My Biggest Mistakes

Avoid these if you want to win as fast as possible

Good morning Achievers,

My mission is to help you achieve your dreams faster, make more out of your time, and ultimately become the best version of yourself.

I guess you know that by now.

This obsession started long ago when I realized how much time I was— and especially how much other people were—wasting.

It clicked in my brain after being stuck making a decision for HOURS.

A simple, easy, non-important decision, but I just couldn’t make up my mind. I think this feeling traps like 90% of all entrepreneurs.

When you just can’t think clearly and pretend you need more and more information for a decision.

Things that held me back were:

• “I’m too young”

• “I don’t have the knowledge”

• “I don’t have the tools”

• “I’m just too scared”

So how can you avoid this kind of procrastination? That’s what we’ll discuss now.

Make up your mind

The first thing we need to do—the foundation—is to embrace the right thinking.

Because the truth is, there’s technically no advantage in overthinking.

Here’s the math:

Situation 1:

You need to make a decision, but delay it for 2 days.

Then in 2 days you make the decision, which maybe turns out right and maybe wrong. We don’t know.

Situation 2:

You need to make a decision, get all the facts together quickly, and make it within minutes.

Then you get immediate feedback on this decision—whether it was right or wrong.

Based on this feedback, you can make adjustments and gain experience.

So in the first situation, you’re left with maximum uncertainty, while in the second one you know there’s no perfect decision, only learning from your actions.

Therefore, you moved forward, which in the best case brought you success and in the worst case a good lesson.

Takeaway: Never, never, never aim for perfect decisions. They won’t come.

Aim for fast improvement and learning.

Just move

Because I was tired of all this overthinking, I’ve developed a strategy that I call “just move.”

With this you quickly grasp all the information you have and then make a decision based on it.

At one point I tried to just shut off my thinking completely and just did something, because otherwise I’d just sit there, not able to move for hours until I decided what to do.

The truth is, even if what you decide to do is wrong, but you’re moving regardless, you’ll still be ahead of those people who didn’t move in the first place because they’re still overthinking.

Takeaway: When faced with a small decision and you can’t make up your mind, just move.

Set a time limit for how long you want to spend on this decision, and if it takes longer than 5–10 minutes, just do something.

It will always be better than doing nothing at all.

Overthinking for personal branding

I often hear from people that they’re afraid of posting.

They don’t know whether people will like it or not, so they keep doing nothing.

Tip: You will never know if people like it or not unless you ask them or show it to them.

Hit post.

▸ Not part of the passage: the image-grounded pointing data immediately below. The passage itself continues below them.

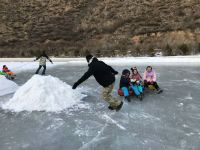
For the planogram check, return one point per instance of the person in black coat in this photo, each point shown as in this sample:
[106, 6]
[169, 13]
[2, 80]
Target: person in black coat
[42, 62]
[105, 76]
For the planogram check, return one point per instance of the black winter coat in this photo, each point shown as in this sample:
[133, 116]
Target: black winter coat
[124, 82]
[103, 73]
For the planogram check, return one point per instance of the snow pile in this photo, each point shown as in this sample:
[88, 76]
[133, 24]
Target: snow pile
[7, 86]
[44, 93]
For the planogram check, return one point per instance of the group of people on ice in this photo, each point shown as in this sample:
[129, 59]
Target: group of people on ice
[105, 76]
[131, 82]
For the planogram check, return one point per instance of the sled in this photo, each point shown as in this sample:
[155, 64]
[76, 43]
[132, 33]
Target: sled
[120, 92]
[8, 75]
[151, 87]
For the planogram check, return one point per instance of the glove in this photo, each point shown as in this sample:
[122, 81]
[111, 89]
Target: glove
[133, 80]
[116, 72]
[74, 86]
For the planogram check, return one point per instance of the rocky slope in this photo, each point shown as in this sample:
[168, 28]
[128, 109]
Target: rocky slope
[104, 27]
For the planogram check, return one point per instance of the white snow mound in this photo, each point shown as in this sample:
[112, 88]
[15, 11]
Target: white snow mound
[44, 93]
[7, 86]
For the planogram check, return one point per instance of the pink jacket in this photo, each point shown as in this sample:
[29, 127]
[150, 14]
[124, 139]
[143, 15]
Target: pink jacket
[150, 76]
[136, 77]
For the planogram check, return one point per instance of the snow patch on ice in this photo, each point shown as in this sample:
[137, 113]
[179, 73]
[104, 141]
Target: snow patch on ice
[7, 86]
[44, 93]
[110, 120]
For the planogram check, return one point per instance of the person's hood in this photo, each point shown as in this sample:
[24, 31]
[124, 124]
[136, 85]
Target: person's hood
[92, 60]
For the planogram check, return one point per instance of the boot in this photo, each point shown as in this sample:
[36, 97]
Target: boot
[110, 107]
[128, 98]
[159, 91]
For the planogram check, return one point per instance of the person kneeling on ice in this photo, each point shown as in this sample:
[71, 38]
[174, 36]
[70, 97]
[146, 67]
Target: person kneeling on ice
[9, 74]
[124, 84]
[150, 79]
[42, 62]
[105, 76]
[136, 83]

If you think you can’t, do it regardless.

Later you’ll have the performance data of this post and can make adjustments, but if you don’t have this data, your mind simply creates its own reasons to make the decision seem harder than it actually is.

Train your decision making

Just like almost everything else, it’s all about practice.

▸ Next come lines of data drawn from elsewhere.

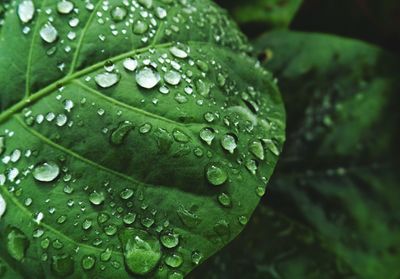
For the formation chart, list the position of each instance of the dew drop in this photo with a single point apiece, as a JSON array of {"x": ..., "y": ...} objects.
[
  {"x": 3, "y": 206},
  {"x": 130, "y": 64},
  {"x": 228, "y": 142},
  {"x": 172, "y": 77},
  {"x": 46, "y": 172},
  {"x": 49, "y": 33},
  {"x": 147, "y": 77},
  {"x": 118, "y": 13},
  {"x": 207, "y": 135},
  {"x": 106, "y": 80},
  {"x": 65, "y": 7},
  {"x": 216, "y": 175},
  {"x": 17, "y": 243},
  {"x": 169, "y": 239},
  {"x": 142, "y": 252},
  {"x": 26, "y": 11}
]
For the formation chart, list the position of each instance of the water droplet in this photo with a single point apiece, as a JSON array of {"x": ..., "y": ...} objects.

The more you practice moving fast, the faster you’ll be at it.

The good part is, if you set yourself a limit of maximum 5 minutes for a decision, you can’t overthink anymore. You NEED to do something.

And even if you have zero information about whether it’s a good move or not, your gut feeling is definitely something you should use to make a fast decision.

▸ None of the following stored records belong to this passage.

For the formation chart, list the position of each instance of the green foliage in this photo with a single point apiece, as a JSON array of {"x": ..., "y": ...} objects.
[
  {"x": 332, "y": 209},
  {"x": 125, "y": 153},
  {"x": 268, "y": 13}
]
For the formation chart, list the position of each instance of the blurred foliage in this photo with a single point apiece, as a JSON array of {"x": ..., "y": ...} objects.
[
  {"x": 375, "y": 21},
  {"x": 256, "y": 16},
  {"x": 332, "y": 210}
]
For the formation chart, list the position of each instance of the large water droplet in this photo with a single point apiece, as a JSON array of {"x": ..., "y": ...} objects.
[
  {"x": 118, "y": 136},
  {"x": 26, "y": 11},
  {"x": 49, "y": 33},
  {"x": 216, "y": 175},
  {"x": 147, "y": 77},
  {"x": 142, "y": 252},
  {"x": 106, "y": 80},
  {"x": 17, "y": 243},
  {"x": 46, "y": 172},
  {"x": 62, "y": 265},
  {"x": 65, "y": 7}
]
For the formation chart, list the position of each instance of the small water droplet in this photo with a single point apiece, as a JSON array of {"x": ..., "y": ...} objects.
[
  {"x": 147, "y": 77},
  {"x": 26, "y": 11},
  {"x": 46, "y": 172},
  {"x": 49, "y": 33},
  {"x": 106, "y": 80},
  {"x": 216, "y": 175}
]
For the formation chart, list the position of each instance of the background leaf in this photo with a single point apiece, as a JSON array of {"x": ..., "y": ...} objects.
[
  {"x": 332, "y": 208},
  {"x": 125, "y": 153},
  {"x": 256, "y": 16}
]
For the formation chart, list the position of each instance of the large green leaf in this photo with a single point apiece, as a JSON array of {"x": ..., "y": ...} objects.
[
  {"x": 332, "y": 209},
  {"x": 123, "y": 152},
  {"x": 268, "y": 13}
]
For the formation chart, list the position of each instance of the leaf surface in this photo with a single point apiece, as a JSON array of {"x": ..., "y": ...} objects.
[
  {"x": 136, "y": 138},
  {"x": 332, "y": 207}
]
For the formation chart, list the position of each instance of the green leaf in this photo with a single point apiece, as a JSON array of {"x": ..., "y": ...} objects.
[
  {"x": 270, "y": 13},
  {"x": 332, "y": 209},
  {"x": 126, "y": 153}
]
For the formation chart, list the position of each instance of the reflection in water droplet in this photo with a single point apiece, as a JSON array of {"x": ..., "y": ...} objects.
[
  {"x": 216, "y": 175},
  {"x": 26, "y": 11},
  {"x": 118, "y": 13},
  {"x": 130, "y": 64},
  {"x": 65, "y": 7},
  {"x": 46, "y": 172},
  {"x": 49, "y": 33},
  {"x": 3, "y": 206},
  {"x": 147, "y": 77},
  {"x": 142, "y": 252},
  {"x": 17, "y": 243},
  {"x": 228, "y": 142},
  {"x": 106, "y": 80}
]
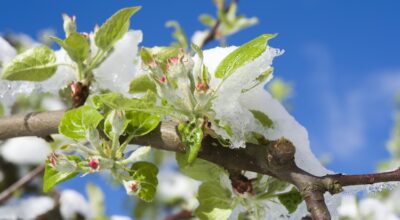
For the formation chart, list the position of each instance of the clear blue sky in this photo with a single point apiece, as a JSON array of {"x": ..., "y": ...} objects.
[{"x": 342, "y": 56}]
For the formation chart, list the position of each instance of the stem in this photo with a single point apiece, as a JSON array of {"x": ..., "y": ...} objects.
[{"x": 351, "y": 180}]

Make sure you don’t stand still.

If you can’t make up your mind, the answer is no

Let’s assume you don’t need to decide between A and B, but between yes or no.

If yes or no means a big change in your life and you’re not sure whether you should do it or not, you probably shouldn’t.

Only use the “just move” technique for smaller decisions.

Highly important decisions

The whole thing looks different when we look at very important decisions like moving your location or something else that directly affects your whole life.

This should be considered extremely well.

The difference between overthinking and a well-made, long decision process for a highly important topic is simply that with overthinking you’re afraid of doing something, and with deciding slowly but intentionally, you’re actively thinking for the best option.

Overthinking: Passive thinking (no results)

Deciding: Active thinking (results)

For example, if you’re changing your location, you know that this will maybe change your life for some years.

Then you should use at least 10–20% of the expected time to think the whole thing over.

That means, when changing your location will impact your life for 5 or 10 years, you should think it over for 1–2 years before actually making the move.

Quote of the week:

“Thinking too much leads to paralysis by analysis. It’s important to think things through, but many use thinking as a means of avoiding action.”

– Robert Herjavec

Hope you all have a productive week!